王国編Ⅰ
本編スタートです。
そういや俺の格好はなぜか袴になっている。
あれだ、これ成人式で着たやつだ。実家にあったやつ。結構昔のなんだけど、手直しと刺繍入れたせいで、いかにも輩が成人式で着るやつみたいだ。
実際ヤンキー上がりだけども。脱ぎたい。
そんで腰にはなぜかあの夢の中の刀が差してある。

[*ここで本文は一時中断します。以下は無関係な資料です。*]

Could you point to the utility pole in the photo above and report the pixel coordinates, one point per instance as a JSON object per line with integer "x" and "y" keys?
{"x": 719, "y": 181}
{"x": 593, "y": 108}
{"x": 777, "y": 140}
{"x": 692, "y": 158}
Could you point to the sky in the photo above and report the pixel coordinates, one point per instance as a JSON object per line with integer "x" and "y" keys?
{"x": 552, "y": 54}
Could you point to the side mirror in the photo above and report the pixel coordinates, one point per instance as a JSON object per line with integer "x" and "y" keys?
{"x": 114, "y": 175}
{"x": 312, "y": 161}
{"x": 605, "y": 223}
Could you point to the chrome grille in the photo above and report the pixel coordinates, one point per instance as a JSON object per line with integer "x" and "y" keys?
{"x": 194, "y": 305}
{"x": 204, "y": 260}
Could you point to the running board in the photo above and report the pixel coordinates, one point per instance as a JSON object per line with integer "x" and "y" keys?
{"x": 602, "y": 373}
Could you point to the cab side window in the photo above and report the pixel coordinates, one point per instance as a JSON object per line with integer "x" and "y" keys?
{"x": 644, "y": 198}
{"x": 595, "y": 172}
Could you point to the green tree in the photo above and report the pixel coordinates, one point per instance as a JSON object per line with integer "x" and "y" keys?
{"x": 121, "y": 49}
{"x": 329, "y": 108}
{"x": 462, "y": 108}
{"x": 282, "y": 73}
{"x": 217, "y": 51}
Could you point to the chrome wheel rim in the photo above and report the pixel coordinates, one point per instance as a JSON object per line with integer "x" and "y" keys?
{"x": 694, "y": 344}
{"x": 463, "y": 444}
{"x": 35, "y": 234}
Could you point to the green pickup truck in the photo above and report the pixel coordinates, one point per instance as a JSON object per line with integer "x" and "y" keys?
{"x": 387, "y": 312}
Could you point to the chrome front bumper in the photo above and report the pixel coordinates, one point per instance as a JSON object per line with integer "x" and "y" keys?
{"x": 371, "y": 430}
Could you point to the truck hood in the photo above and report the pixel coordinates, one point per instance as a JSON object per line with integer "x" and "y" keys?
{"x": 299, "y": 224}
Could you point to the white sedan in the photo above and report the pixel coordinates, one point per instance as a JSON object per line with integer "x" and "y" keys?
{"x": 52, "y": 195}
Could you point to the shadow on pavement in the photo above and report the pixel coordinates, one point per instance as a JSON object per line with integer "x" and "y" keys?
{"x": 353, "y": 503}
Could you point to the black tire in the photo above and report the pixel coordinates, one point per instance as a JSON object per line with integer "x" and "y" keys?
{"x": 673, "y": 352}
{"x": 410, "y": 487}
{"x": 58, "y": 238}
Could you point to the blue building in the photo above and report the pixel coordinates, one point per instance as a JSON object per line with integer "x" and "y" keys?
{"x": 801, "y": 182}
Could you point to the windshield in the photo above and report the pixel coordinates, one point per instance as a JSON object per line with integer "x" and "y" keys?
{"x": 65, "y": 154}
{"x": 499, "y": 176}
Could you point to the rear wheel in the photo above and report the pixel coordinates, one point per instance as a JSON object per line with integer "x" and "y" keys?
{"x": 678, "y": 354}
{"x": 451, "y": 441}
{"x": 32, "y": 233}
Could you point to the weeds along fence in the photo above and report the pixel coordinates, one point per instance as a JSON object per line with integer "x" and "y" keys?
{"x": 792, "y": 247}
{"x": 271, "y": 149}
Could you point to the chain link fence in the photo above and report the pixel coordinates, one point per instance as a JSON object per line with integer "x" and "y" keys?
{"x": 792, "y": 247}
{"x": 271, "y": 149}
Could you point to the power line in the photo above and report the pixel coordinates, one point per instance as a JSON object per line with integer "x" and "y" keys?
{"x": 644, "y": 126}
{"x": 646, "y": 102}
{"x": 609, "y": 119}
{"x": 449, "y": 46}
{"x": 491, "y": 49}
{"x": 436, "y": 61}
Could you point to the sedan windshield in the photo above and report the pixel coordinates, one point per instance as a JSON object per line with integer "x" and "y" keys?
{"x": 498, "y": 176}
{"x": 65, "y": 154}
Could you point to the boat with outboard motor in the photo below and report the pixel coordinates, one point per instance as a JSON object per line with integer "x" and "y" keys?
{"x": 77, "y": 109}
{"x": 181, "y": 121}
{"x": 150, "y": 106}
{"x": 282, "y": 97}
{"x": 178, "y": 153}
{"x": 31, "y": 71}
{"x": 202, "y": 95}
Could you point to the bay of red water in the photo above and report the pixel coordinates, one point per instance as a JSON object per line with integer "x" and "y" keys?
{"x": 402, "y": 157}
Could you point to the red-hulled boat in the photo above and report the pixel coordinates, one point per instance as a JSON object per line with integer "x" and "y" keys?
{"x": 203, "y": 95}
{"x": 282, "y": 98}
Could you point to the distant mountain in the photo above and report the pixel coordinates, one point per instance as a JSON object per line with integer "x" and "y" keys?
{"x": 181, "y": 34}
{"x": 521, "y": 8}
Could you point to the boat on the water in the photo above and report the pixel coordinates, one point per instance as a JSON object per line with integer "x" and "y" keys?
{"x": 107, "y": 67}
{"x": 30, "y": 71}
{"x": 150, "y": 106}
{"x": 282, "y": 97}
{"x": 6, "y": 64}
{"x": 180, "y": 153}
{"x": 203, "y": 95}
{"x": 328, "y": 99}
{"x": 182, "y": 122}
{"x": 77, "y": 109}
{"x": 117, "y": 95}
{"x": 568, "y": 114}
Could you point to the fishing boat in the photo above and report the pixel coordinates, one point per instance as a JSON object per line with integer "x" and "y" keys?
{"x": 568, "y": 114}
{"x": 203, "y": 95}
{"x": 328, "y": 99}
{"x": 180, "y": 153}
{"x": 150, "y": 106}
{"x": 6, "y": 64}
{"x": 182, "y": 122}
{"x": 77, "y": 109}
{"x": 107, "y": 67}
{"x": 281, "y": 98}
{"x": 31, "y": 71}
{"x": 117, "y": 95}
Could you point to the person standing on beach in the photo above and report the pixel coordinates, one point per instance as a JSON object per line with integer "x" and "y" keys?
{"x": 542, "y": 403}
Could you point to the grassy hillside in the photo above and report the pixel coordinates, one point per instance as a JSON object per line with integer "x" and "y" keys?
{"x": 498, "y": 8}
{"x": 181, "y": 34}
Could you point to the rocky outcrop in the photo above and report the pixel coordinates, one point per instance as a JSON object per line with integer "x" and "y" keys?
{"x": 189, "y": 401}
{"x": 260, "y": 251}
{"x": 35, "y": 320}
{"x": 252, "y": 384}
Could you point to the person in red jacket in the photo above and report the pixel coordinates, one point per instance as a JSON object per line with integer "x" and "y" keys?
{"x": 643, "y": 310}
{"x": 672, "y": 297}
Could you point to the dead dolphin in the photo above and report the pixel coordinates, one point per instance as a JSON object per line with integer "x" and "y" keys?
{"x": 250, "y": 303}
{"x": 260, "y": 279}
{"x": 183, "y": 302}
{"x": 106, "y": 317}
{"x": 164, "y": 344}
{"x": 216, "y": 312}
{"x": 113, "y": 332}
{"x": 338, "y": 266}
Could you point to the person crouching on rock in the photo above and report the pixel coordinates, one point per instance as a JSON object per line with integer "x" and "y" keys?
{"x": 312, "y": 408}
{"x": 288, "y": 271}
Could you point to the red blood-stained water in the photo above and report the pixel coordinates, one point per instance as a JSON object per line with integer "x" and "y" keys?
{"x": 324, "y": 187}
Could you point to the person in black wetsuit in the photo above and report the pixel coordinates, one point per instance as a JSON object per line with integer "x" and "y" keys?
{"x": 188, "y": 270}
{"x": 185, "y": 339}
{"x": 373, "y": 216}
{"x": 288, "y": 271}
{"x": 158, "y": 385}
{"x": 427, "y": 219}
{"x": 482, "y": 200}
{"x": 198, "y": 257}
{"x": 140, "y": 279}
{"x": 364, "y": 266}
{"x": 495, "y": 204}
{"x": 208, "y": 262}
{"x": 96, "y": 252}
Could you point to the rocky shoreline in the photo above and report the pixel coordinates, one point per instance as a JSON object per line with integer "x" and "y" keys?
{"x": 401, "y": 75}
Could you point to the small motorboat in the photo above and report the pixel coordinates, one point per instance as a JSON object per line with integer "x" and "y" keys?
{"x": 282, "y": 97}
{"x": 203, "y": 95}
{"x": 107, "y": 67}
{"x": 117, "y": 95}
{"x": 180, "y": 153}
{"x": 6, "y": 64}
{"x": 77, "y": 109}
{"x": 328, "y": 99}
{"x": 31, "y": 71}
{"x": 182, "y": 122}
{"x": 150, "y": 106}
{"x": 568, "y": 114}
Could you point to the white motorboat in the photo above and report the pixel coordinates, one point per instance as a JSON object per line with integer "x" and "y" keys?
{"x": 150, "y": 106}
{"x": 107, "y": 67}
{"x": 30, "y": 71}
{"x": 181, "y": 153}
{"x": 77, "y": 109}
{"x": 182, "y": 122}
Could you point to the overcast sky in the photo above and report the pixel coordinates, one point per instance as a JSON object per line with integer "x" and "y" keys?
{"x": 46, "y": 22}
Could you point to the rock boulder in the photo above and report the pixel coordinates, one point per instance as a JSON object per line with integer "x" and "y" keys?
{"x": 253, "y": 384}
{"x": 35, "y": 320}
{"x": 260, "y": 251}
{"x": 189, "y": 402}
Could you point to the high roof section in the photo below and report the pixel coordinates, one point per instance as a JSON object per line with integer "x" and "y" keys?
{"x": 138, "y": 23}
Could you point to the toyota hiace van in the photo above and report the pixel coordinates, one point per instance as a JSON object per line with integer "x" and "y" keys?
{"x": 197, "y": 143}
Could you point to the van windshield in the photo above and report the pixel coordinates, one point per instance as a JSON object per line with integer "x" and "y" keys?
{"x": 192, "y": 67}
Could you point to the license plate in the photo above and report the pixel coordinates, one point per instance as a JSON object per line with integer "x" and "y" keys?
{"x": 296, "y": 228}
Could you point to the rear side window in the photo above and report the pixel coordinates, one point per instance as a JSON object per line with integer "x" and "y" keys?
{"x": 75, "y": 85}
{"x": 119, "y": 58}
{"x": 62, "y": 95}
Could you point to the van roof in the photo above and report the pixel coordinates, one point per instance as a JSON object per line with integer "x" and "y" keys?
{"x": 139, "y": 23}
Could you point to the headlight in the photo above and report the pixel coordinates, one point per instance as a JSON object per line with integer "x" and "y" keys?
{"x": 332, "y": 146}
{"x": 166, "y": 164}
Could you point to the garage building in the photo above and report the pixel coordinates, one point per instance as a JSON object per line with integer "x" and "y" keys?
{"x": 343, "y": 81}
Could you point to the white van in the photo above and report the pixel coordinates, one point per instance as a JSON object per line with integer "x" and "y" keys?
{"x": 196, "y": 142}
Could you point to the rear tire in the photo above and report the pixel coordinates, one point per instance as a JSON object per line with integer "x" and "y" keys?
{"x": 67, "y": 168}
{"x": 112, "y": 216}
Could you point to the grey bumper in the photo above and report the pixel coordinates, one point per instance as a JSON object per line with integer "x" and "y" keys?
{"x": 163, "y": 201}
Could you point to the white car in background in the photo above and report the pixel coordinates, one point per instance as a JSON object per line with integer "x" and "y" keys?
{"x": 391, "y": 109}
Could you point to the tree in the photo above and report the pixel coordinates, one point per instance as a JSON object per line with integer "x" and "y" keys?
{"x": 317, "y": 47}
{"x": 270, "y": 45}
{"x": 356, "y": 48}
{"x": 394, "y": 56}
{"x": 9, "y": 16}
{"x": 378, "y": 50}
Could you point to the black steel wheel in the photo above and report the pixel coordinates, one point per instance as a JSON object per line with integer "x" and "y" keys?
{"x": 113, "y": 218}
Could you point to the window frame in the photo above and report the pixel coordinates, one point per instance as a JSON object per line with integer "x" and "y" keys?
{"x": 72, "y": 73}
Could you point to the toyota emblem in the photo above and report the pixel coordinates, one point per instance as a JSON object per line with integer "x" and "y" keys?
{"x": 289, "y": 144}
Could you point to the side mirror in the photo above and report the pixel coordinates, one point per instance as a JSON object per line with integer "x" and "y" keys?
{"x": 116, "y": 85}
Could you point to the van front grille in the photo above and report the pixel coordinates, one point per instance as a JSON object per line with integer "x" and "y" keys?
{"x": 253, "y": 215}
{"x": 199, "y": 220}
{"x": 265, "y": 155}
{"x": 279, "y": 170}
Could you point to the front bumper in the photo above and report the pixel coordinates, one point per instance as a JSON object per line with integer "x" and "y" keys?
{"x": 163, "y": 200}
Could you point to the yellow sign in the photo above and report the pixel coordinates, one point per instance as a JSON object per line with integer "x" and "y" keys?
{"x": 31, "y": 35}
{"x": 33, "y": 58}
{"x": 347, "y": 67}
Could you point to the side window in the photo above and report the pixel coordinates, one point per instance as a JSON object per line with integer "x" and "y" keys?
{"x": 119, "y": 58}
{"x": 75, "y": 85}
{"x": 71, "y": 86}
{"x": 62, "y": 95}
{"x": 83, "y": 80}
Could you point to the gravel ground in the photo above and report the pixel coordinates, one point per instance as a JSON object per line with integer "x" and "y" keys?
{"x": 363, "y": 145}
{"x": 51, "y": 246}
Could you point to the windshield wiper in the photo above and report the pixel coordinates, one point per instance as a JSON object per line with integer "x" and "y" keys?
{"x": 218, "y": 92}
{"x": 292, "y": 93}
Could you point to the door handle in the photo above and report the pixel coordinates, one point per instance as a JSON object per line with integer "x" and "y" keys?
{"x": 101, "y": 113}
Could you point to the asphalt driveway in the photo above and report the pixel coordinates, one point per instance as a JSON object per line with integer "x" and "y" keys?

抜いてみようとすると、何故か抜けない。
つまり見せかけだ。コスプレ感ぱねぇわ。すぐ服買お。
牛さんは黒のドレスだ。
黒に金髪と白い肌が映える。胸元…。うーん、エッチ。
ガイはなんか、山賊みたいだ。
マタギみたいといえば、少し心象は良くなるだろうか。ワイルドな感じがマッチしてちょっとカッコいいと思ってしまう。
いや確かに、野生の時はやってること山賊だけども。
兎にも角にも知らないとこに来てしまったんだから、なんとかせねばなるまい。
「生物がもっとも必要とするもの、それは水だ。ということで、水を探します!」
「なら、こっちだな。多分川あるぜ。」
なに?やはり野生の勘というやつなのか?
10分余り歩くと本当にあった。すげー。
いやー、うまい。まるで仕事終わりのビールだな。ビール飲みたくなってきた。
「んじゃ街どこにあるかわかるか?」
「んー、それはわかんねぇけどなぁ。足跡はあるから追ってけばいずれはつくんじゃねぇか?」
なんだこの熊は有能すぎやしないか?
人類は水源の近くから発展するものだ。多分川があるなら近くに街があってもおかしくはない…はず。
「お腹空きません?」
ハナさんは食事をご所望らしい。
ここは有能クマの出番だろ。
「ガイ、お前の狩りの腕見せてくれないか?」
ちょろいわ。
「あぁいいぜ!ちょっと待ってな!」
あれだな、サバイバルに必要なものはクマ一頭だな。本来なら出会いたくないランキングぶっちぎりで一位だけども。
しばらくしたら、ガイが獲物をとってきた。
結構でかい鹿だ。鹿ってこんな角してたか?
でも肉は火通さんとな。火起こしなんて俺には無理だ。こう異世界なんだからパッと火を点けれないだろうか。こう、魔法的な感じで「ボッ」と。
ん?ボッ?
ハナさんが火をつけてる。え、マジでできんの?なんなんだろうか、このお二人さんは。
「おお!助かるぜ!ハナさん。」
「いえいえ、レオさんあと少しで焼けますからね!」
「あ、あざす。」
有能すぎる。こんなの俺の立つ瀬がないじゃないか。
てか牛さんは肉もたべれるんだね。